A study conducted by the local bureau of Report in Georgia revealed interesting historical facts about Karabakh horses.
At the same time, we shed light on the history and current level of cooperation between Georgia and Azerbaijan in equestrian sports.
Tragic death of a Georgian public figure
In the past, Karabakh horses were top-rated among Georgian public figures. One of these figures is the romantic poet, lieutenant-general of the Russian imperial army Alexander Chavchavadze (1786-1846). His tragic death at the age of 60 is connected with this horse.
Let’s take a look at a part of the research of Georgian writer-publicist Iona Meunargia:
“The driver attaches a beautiful Karabakh horse to the one-seater phaeton. Alexander Chavchavadze rides to Golovin Avenue in Tbilisi (now Rustaveli Avenue – ed.). As he approached the avenue, a woman suddenly went out with soapy water and threw it into the street. At this point, the carriage almost collides with the woman. The horse gets scared and manages to get his head out of the rider’s hand. The frightened coachman shouts at Alexander: ‘Prince, I can’t stop the horse, save yourself.’ Alexander tries to help the coachman. He stands up to extend his hand to the harness. At that moment, the right hem of his long coat gets caught on the wheel, and Alexander falls to the ground, injuring his head. This injury turns out to be fatal for him. The next day, on November 6, 1846, he dies.”
David Street, where the incident took place, has been named after Alexander Chavchavadze since 1846.

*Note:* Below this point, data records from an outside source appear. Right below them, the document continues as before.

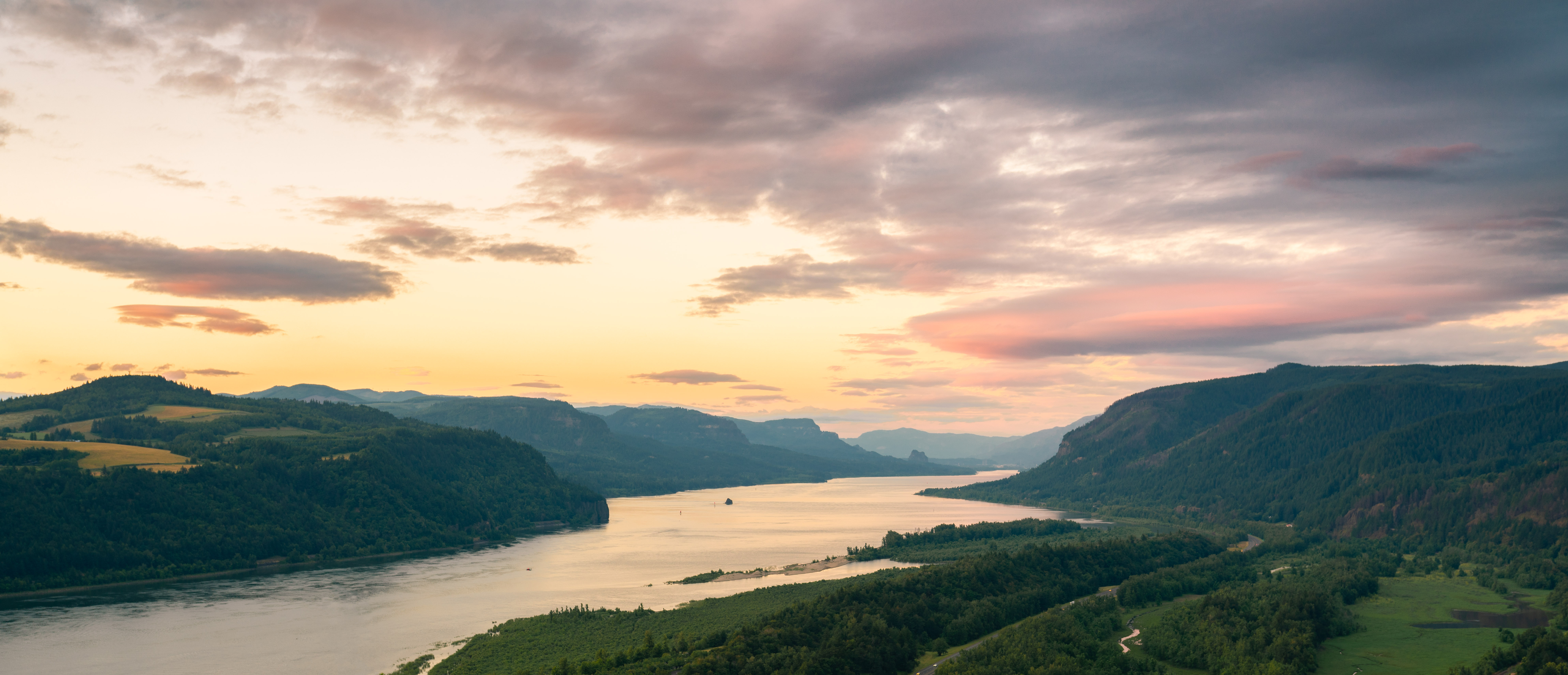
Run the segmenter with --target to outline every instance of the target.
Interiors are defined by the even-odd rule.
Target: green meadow
[[[1446,673],[1479,659],[1497,642],[1496,628],[1416,628],[1413,623],[1454,622],[1454,609],[1508,614],[1513,603],[1482,589],[1471,576],[1443,575],[1378,579],[1380,590],[1350,609],[1366,629],[1323,642],[1317,672],[1350,675]],[[1515,589],[1515,597],[1544,606],[1546,590]]]

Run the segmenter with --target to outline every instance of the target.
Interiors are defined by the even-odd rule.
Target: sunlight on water
[[[914,496],[927,487],[1008,474],[840,479],[612,499],[605,526],[546,534],[513,546],[9,601],[0,604],[0,655],[9,672],[38,673],[386,672],[437,642],[555,608],[668,609],[695,598],[851,576],[894,564],[665,584],[699,571],[842,556],[845,546],[880,542],[889,529],[1052,515]],[[726,498],[735,504],[724,505]]]

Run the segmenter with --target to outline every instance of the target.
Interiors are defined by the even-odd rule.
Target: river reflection
[[[555,608],[666,609],[892,564],[665,584],[699,571],[842,556],[845,546],[880,542],[889,529],[1054,515],[914,496],[927,487],[1008,474],[840,479],[612,499],[605,526],[511,546],[9,601],[0,604],[0,659],[9,672],[36,673],[386,672],[395,661],[485,631],[492,622]],[[726,498],[735,504],[724,505]]]

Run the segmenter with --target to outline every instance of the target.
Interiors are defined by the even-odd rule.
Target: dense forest
[[[610,416],[547,399],[409,399],[373,403],[433,424],[494,430],[536,447],[563,477],[607,496],[668,494],[732,485],[823,482],[850,476],[972,474],[818,441],[809,452],[751,443],[729,418],[685,408],[624,408]],[[806,438],[804,430],[795,430]],[[823,433],[818,430],[818,433]],[[834,436],[836,440],[836,436]],[[825,451],[823,447],[828,447]],[[814,454],[812,454],[814,452]]]
[[[1076,527],[1052,523],[891,532],[878,549],[964,542],[1007,548]],[[1441,576],[1443,570],[1452,576],[1458,568],[1452,556],[1399,556],[1380,542],[1259,527],[1270,540],[1248,551],[1225,549],[1237,531],[1068,538],[822,582],[834,584],[831,590],[779,586],[704,601],[715,603],[710,612],[693,612],[701,603],[665,612],[563,609],[478,634],[433,673],[892,675],[909,672],[920,655],[930,659],[999,631],[941,672],[1132,675],[1179,666],[1215,675],[1305,675],[1317,669],[1325,640],[1364,629],[1352,608],[1380,592],[1380,578]],[[1483,586],[1499,586],[1491,575],[1524,571],[1472,570]],[[1096,593],[1107,586],[1120,587]],[[1201,600],[1170,603],[1178,597]],[[754,618],[742,620],[724,603]],[[1118,648],[1116,634],[1127,631],[1124,620],[1162,603],[1163,618],[1143,636],[1143,650],[1127,655]],[[1554,593],[1551,604],[1568,609],[1568,590]],[[768,606],[773,609],[762,611]],[[1524,640],[1529,644],[1486,655],[1482,664],[1496,667],[1485,672],[1521,661],[1529,666],[1534,658],[1532,675],[1554,673],[1552,650],[1568,644],[1562,631],[1530,629]],[[1458,672],[1480,673],[1479,667]]]
[[[149,405],[243,414],[124,418]],[[163,447],[193,465],[94,476],[69,455],[8,452],[0,590],[447,548],[510,538],[539,521],[605,520],[604,498],[558,479],[528,446],[358,405],[221,397],[136,375],[0,403],[0,413],[33,410],[64,422],[97,419],[105,443]],[[243,429],[292,435],[237,433]]]
[[[991,551],[946,565],[866,579],[792,603],[731,631],[648,634],[640,645],[561,661],[550,673],[906,673],[922,651],[961,645],[1101,586],[1217,554],[1215,542],[1176,534]],[[519,626],[519,625],[514,625]],[[434,675],[519,672],[492,650],[519,628],[474,636]],[[682,631],[684,633],[684,631]],[[521,670],[528,672],[528,670]],[[544,672],[544,669],[538,670]]]
[[[1129,396],[1035,469],[925,494],[1551,549],[1565,460],[1568,370],[1284,364]]]

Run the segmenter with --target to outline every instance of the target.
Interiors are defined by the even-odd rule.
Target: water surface
[[[713,568],[811,562],[889,529],[1052,516],[922,498],[978,476],[840,479],[610,499],[610,523],[511,546],[354,567],[163,582],[0,603],[9,672],[124,675],[370,675],[494,622],[555,608],[668,609],[781,582],[861,575],[887,560],[717,584],[666,586]],[[724,505],[724,499],[734,505]],[[532,570],[530,570],[532,568]],[[648,586],[652,584],[652,586]]]

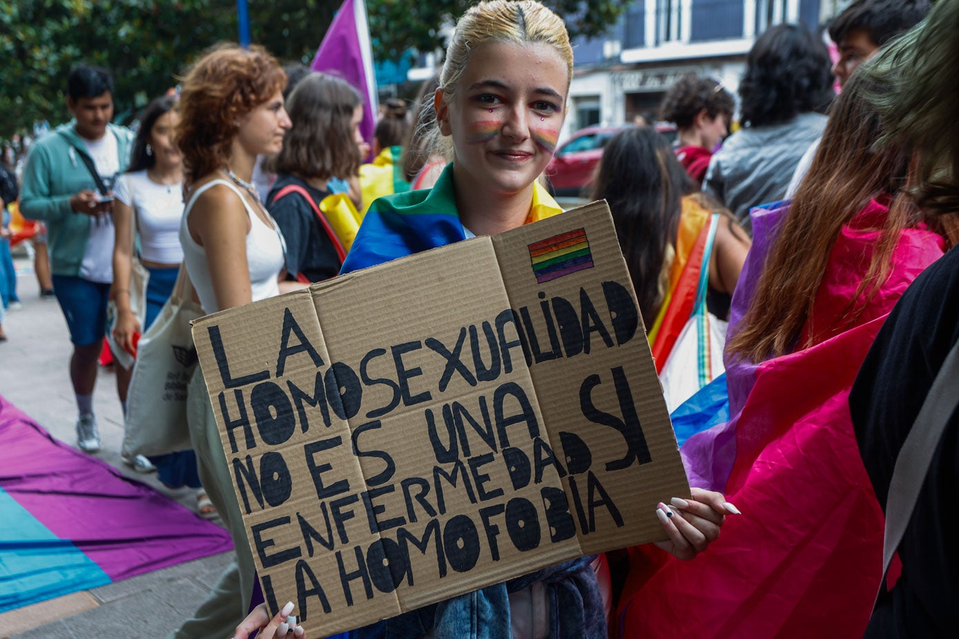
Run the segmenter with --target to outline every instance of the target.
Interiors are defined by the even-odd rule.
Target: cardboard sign
[[[324,634],[666,538],[690,494],[604,202],[194,337],[268,605]]]

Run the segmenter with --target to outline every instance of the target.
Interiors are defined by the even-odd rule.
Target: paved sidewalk
[[[39,297],[31,264],[17,259],[21,310],[7,313],[0,344],[0,394],[54,437],[76,446],[77,407],[67,364],[70,338],[56,299]],[[196,511],[193,490],[170,491],[155,473],[139,475],[120,460],[123,417],[112,373],[100,369],[94,394],[104,447],[97,457]],[[164,637],[192,616],[233,553],[157,570],[0,614],[0,639]],[[215,638],[216,639],[216,638]]]

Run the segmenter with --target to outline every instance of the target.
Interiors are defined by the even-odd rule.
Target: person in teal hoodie
[[[67,108],[74,119],[30,149],[20,211],[24,217],[47,224],[54,291],[74,346],[70,380],[79,412],[77,444],[95,452],[100,434],[93,387],[113,280],[110,189],[127,169],[133,135],[110,124],[113,80],[105,69],[83,65],[70,72]]]

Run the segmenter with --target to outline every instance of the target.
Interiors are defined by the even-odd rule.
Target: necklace
[[[249,193],[249,194],[253,196],[253,199],[255,199],[257,202],[260,201],[260,194],[257,193],[255,186],[253,186],[252,184],[250,184],[246,180],[243,179],[242,177],[240,177],[239,175],[237,175],[236,173],[234,173],[230,169],[223,169],[223,171],[225,171],[225,173],[227,175],[229,175],[229,178],[231,180],[233,180],[238,185],[240,185],[244,189],[246,189],[247,191],[247,193]]]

Precious Karabakh horses of Georgians
Russian poet and writer Mikhail Lermontov, who often visited Tbilisi, also spoke about Karabakh horses in his memoirs: “As soon as people from the Nizhny Novgorod region came to Tsinandali, Alexander Chavchavadze’s house would get full of guests. They rode horses, and there were horse races and shooting contests. Both Russians and Georgians would boast of their weapons. Almost everyone had a sword-like dagger and sword, a pistol strapped to a belt, and a rifle on a shoulder. The Nizhny Novgorod people had Kabardian horses, and the Georgians had valuable Karabakh horses.”
The fame of Karabakh horses in Transcaucasia
An article on equestrianism in the Transcaucasus, published in the October 26, 1890 issue of the Caucasus newspaper in Tbilisi, spoke about the famous horse breeds in the region.
It was noted that especially the Karabakh horses were popular in the Transcaucasus; they were distinguished by their golden colour and beautiful shape.
Another interesting point in the article was the sale prices of horses in different parts of the Transcaucasus. It turns out that the most expensive horses at that time were in Baku Uyezd. The price for a horse ranged from 20 to 300 rubles.